When the clock ticked-over to 2015 I had a number of thoughts rattling around my brain. My first, second and third thoughts were about family: How would the boy change in the coming 12 months?; I hoped that the wider family would be reasonably well given some of the current worries; Next, I wondered if being a Dad would start to come a bit more naturally. After this lot came some thoughts about work, business performance and then I wondered if we'd manage to put an extension on the cottage. Genuinely, it took quite a while for the car to enter my consciousness. This in itself is rather a sign of the times. In any case my first thought on the subject was, "I will finish the car this year." Then I thought again - the reality is that I just don't know if that will be possible. Kate is on maternity leave for a while yet and frankly I'm not sure where the cash for some of the big ticket items still to be bought (loads of custom aluminium tanks/pipes and a complete exhaust) will come from. It naturally follows that if I'm struggling to find the pennies to finish the car, finding the funds to race the thing will be similarly difficult.

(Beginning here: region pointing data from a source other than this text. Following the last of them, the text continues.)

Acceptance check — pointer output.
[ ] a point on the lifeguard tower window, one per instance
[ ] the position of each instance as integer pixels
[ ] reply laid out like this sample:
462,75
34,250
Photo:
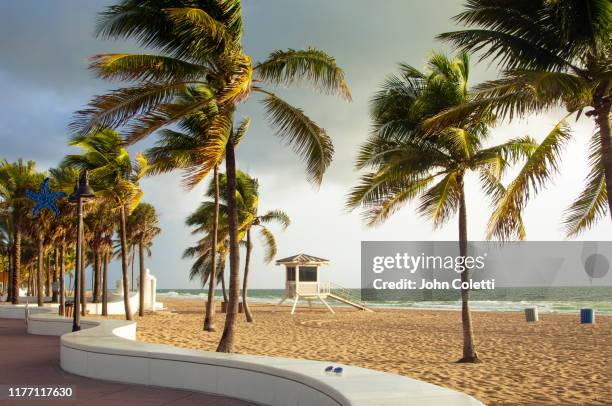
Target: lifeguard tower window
308,274
291,273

While this is somewhat depressing, I find myself being fairly philosophical about it all. It's been so long since I ventured out on-track in my own car that the adrenaline and thrill is barely even a distant memory. Therefore, rather than looking upon the car as a source of excitement, I find myself thinking about the short periods that I spend building the thing as R&R - a bit of time to myself.
It's for this reason that I'll keep plodding-on until such a time as some funds roll-in or indeed the funds run out. Did somebody mention an extension?